Author:Chef Samantha
Prep Time:15 minutes
Cook Time:30 minutes
Total Time:45 minutes
Yield:4 servings
Category:Salad
Method:Roasting and Tossing
Cuisine:American
Diet:Vegetarian
Ingredients
Scale
4 cups fresh spinach
2 cups butternut squash, peeled and diced
1 large apple, cored and diced
1 cup sharp cheddar cheese, shredded
1/4 cup walnuts, chopped
1/4 cup dried cranberries
2 tablespoons olive oil
1 tablespoon apple cider vinegar
Salt and pepper to taste
Instructions
Preheat the oven to 400°F (200°C).
Toss the diced butternut squash with olive oil, salt, and pepper, and spread it on a baking sheet.
Roast the butternut squash in the oven for 25-30 minutes, or until tender and slightly caramelized.
In a large bowl, combine the fresh spinach, roasted butternut squash, diced apple, shredded cheddar cheese, walnuts, and dried cranberries.
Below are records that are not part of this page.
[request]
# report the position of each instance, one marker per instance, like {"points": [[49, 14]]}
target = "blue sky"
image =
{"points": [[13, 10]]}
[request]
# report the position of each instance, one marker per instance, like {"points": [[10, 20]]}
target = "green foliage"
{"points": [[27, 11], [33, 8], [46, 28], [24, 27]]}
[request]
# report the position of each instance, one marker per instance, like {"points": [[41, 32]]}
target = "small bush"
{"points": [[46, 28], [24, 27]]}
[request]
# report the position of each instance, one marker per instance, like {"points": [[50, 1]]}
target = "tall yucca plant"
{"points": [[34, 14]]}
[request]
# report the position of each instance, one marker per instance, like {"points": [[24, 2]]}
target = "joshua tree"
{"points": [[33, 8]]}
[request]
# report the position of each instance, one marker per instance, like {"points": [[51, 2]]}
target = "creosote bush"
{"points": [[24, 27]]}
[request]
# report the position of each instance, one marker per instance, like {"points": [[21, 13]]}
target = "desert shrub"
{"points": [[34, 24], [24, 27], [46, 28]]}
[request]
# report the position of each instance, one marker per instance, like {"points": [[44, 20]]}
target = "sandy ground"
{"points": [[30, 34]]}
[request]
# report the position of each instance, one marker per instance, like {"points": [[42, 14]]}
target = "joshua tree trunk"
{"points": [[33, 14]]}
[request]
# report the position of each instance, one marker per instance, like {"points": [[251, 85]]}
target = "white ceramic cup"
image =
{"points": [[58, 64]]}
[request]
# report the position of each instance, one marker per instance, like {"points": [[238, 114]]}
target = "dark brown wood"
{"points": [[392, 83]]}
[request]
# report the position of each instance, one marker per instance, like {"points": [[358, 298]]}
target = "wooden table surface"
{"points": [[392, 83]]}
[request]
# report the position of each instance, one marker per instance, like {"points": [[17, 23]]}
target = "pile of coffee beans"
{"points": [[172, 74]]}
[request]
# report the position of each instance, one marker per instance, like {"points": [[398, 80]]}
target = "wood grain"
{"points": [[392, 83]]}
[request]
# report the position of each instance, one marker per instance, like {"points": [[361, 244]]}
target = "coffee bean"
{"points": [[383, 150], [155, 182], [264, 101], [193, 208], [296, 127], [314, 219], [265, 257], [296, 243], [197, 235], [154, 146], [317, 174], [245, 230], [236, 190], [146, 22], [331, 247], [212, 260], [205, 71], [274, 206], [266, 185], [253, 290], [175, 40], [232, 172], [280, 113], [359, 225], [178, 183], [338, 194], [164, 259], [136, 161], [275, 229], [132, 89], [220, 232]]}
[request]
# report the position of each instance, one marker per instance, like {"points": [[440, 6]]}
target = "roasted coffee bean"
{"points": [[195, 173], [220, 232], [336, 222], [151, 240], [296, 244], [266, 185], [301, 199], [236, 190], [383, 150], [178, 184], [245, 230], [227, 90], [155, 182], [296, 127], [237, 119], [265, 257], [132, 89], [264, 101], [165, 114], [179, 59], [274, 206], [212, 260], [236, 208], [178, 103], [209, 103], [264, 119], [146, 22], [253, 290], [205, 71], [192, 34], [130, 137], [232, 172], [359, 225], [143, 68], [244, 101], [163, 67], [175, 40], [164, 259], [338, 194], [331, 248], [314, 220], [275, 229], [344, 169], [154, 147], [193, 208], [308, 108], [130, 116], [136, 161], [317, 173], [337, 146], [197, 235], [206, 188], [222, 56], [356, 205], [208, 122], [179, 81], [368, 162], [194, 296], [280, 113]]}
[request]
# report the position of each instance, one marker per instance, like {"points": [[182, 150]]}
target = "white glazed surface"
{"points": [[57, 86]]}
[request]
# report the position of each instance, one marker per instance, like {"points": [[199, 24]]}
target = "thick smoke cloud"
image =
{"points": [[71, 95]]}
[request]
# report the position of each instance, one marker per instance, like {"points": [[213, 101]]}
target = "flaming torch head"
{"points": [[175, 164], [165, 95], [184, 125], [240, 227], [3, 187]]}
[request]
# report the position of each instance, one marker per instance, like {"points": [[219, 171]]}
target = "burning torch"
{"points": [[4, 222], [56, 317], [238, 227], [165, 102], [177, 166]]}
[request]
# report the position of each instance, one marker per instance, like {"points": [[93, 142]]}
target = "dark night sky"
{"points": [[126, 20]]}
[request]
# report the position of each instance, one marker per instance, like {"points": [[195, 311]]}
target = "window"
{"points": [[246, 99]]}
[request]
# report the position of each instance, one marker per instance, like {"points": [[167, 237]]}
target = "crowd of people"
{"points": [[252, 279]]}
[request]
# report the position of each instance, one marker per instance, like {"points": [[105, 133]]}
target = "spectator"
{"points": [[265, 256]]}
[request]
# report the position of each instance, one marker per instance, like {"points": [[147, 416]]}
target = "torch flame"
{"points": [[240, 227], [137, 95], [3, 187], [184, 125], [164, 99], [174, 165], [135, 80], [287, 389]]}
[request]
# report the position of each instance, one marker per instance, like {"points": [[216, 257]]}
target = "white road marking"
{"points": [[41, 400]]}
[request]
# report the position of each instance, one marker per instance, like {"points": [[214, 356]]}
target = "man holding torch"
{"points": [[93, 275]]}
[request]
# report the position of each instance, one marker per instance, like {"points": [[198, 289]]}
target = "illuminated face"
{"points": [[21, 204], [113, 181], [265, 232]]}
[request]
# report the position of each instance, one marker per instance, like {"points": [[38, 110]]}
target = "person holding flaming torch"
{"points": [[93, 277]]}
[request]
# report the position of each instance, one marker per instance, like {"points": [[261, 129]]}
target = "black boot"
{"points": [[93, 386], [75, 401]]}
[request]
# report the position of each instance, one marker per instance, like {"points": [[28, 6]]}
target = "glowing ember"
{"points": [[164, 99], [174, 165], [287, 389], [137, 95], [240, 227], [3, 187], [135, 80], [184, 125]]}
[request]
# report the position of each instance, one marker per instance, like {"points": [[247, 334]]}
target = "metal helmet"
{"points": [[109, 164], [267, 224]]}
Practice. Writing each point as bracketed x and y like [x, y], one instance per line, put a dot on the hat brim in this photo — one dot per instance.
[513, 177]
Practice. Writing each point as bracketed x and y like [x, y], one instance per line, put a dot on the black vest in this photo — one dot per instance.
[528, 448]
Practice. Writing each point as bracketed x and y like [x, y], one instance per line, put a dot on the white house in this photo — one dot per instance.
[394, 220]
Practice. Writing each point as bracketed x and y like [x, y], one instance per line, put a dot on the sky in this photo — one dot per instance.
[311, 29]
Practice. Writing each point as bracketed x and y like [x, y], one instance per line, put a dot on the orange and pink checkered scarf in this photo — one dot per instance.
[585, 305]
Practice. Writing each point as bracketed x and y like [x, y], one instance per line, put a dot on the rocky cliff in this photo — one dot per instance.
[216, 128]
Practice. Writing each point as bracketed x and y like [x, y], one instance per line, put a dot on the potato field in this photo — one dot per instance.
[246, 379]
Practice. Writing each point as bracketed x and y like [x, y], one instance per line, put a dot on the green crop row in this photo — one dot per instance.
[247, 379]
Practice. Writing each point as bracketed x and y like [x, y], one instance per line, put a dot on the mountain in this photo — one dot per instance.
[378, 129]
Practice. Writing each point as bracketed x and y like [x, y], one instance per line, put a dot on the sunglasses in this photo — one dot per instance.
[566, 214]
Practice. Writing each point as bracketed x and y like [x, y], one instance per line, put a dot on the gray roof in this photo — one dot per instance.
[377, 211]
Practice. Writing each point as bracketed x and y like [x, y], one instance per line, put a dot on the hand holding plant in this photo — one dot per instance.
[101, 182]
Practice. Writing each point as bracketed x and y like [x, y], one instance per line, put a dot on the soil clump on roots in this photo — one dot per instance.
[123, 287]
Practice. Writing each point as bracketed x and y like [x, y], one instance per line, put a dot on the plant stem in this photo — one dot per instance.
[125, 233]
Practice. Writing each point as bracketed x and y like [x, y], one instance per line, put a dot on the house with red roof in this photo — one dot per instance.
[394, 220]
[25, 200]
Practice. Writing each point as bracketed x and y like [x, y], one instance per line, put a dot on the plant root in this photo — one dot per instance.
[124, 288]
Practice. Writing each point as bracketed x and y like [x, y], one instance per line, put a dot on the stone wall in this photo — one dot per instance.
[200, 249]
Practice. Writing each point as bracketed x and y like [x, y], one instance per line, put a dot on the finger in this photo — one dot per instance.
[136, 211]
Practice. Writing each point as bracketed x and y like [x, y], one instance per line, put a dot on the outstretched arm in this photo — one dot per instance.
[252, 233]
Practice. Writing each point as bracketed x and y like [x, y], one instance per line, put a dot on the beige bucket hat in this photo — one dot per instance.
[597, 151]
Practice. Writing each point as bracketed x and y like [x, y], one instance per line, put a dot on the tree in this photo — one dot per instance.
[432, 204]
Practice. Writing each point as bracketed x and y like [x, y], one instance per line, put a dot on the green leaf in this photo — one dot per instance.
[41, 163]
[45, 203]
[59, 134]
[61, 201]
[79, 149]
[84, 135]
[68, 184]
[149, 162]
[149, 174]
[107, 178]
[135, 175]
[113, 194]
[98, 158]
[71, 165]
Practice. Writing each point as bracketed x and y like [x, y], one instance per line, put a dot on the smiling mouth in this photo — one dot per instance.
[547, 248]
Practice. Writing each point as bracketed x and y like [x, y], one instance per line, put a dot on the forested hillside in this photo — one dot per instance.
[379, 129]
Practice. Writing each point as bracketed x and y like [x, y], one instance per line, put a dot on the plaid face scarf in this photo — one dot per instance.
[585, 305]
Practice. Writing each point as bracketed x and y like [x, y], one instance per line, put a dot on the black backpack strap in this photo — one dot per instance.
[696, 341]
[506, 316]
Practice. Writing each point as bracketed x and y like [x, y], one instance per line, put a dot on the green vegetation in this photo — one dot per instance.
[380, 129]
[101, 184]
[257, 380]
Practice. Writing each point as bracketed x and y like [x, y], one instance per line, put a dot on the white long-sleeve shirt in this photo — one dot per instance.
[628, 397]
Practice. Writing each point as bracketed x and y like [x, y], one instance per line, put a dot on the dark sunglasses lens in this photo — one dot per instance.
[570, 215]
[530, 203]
In a small bowl, whisk together the olive oil and apple cider vinegar, then pour over the salad.
Toss the salad gently to combine all ingredients and serve immediately.
Notes
Feel free to substitute the apple with pear for a different flavor.
For a vegan option, omit the cheddar cheese or use a plant-based alternative.
This salad can be made ahead of time; just add the dressing right before serving to keep it fresh.